Oh la la ! Je ne sais pas. Tout ce que je sais, c’est que je suis une passionnée. Dès fois, je pleure en silence quand je vois des choses tourner de manière pas jolie pour mon pays. Peut-être un jour, si cela peut-être avantageux pour mon pays je ne dirai pas non. Mais pour l`instant, j`en suis pas encore là. Je mène certes des combats engagés pour améliorer la cause des enfants, des femmes, des jeunes, etc...On verra demain!

Que vous fait le rappel à Dieu de votre sœur et amie Katoucha Niane ?

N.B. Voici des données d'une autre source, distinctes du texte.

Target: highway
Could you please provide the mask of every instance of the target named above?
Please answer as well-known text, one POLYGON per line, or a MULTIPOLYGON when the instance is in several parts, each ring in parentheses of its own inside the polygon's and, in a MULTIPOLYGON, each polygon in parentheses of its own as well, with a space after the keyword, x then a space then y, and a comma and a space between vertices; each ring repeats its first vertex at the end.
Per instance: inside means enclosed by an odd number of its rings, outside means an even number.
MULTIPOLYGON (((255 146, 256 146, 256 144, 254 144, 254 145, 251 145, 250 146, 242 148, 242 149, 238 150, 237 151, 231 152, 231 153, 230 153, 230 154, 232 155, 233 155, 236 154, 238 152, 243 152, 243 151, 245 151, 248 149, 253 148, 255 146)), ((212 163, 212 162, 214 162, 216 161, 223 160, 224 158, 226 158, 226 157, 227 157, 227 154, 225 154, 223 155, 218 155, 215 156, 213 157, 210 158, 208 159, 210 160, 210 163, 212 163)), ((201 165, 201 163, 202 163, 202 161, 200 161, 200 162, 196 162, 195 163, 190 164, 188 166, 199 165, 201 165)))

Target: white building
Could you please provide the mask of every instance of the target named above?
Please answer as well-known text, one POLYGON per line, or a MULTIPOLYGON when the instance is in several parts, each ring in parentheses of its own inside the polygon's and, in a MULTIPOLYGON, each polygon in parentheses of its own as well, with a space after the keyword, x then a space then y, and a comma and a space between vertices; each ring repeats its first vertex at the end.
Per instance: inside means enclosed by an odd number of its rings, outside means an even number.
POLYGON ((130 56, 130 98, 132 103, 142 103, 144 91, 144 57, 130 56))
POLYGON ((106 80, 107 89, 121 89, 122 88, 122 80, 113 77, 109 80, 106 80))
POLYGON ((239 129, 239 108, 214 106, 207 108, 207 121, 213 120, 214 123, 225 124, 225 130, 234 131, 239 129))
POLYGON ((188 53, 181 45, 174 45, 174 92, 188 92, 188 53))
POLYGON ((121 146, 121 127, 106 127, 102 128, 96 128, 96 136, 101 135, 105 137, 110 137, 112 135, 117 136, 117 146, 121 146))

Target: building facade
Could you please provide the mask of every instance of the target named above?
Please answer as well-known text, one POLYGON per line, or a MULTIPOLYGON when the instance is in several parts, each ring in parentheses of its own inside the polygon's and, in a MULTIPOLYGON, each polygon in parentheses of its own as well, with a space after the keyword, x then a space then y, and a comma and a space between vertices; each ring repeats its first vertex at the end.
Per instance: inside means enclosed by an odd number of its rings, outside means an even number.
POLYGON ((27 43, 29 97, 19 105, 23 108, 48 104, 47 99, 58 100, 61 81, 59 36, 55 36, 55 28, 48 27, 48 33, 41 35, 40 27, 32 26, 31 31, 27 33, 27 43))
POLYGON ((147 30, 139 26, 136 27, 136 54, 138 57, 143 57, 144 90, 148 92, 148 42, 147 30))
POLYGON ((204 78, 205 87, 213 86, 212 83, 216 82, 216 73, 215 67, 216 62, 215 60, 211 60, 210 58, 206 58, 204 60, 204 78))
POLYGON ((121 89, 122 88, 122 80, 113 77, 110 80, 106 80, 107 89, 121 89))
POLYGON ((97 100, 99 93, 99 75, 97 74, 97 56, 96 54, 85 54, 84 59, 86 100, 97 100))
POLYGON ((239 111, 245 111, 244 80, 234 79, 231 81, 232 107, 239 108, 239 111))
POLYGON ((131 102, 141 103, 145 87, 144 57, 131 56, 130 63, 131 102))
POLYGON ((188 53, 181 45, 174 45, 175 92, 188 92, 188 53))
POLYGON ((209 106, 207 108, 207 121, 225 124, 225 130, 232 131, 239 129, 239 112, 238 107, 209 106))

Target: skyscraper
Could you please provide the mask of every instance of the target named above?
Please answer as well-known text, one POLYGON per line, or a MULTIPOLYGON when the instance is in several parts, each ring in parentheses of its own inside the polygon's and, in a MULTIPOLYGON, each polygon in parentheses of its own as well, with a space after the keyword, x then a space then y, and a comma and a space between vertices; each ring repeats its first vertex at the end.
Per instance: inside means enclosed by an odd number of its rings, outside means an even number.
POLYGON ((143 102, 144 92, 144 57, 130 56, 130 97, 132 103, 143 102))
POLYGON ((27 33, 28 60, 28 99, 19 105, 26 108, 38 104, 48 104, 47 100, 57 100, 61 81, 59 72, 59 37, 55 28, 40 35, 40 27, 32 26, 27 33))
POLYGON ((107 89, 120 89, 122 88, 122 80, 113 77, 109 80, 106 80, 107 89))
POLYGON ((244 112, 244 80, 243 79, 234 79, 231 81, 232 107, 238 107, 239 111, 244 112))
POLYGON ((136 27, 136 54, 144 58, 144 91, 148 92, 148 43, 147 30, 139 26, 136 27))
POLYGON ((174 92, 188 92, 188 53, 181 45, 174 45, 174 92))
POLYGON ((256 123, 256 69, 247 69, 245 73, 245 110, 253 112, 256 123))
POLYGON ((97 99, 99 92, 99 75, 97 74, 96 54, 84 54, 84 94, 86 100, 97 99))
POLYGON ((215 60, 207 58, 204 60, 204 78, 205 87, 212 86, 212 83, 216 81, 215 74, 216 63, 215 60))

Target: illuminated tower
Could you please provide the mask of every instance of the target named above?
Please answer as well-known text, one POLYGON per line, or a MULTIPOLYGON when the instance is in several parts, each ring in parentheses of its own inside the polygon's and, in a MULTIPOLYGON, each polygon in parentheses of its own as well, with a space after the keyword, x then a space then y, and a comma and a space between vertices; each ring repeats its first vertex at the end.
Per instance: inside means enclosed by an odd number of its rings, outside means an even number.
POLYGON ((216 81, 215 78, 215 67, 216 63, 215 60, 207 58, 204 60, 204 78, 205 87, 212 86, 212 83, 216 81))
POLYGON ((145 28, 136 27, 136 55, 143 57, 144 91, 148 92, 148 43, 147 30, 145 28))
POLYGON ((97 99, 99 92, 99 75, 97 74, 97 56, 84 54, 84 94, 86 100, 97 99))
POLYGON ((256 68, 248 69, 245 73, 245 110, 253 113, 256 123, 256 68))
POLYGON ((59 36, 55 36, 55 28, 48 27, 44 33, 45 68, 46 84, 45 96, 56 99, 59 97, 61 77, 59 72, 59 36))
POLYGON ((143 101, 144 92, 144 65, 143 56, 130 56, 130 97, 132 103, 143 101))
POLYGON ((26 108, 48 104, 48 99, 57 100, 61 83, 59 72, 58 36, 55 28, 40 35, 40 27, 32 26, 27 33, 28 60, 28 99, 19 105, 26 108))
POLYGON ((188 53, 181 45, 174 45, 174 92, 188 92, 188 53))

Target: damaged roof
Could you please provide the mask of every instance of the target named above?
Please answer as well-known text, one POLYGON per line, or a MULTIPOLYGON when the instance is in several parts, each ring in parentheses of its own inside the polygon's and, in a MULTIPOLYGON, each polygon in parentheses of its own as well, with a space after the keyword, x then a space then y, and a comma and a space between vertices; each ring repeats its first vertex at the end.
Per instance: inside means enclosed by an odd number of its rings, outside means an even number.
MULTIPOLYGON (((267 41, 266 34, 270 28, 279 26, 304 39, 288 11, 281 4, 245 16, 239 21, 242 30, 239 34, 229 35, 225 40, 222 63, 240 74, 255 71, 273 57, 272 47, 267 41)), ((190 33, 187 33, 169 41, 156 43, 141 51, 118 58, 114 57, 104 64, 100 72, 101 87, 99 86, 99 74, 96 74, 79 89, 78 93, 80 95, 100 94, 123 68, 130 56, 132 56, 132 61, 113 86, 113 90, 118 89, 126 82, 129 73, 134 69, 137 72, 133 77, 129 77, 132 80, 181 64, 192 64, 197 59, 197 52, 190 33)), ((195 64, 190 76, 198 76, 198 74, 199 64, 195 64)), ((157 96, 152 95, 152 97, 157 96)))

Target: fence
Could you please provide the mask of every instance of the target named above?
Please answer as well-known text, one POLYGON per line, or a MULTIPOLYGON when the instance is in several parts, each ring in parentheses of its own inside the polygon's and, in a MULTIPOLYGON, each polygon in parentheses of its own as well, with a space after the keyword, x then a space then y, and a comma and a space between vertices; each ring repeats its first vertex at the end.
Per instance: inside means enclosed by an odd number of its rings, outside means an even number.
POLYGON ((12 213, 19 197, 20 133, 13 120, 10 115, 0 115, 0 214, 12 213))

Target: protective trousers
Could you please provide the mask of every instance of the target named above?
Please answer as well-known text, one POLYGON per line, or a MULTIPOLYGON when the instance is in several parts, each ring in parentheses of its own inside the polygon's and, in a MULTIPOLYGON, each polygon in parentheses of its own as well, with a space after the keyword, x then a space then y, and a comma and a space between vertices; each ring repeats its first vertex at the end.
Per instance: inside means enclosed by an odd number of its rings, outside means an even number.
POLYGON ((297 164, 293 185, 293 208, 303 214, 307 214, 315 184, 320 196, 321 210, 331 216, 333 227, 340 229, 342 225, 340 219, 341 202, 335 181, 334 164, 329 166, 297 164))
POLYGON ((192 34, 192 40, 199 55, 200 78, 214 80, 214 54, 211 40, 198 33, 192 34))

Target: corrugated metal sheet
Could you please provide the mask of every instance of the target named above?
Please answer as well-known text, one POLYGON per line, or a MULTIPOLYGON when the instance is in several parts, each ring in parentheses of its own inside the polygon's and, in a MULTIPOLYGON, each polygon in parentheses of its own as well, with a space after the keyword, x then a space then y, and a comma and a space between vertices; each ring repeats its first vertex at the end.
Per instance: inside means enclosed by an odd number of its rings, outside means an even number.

Un grand vide autour de moi. Elle était ma confidente, mon amie, ma soeur spirituelle. Je me sens terriblement seule. Elle me manque. C`est rare d`avoir de nos jours des amis sincères. Elle était plus qu’une amie pour moi. C`est difficile parfois de repenser à sa disparition.

Coumba est-elle une femme riche ?

Cela dépend de ce que vous entendez par richesse. Je dirai que je suis riche de mes amis, de ma famille, des gens que j`aime et qui m`aiment aussi. Mais pour répondre plus directement à votre question, je dirai que je rends grâce à Dieu. J`arrive à régler les choses que je veux. Je me fais de petits cadeaux parfois. Je peux acheter une voiture, une maison. J`ai de la chance contrairement à d`autres filles de mon âge. Je ne me plains pas Dieu merci.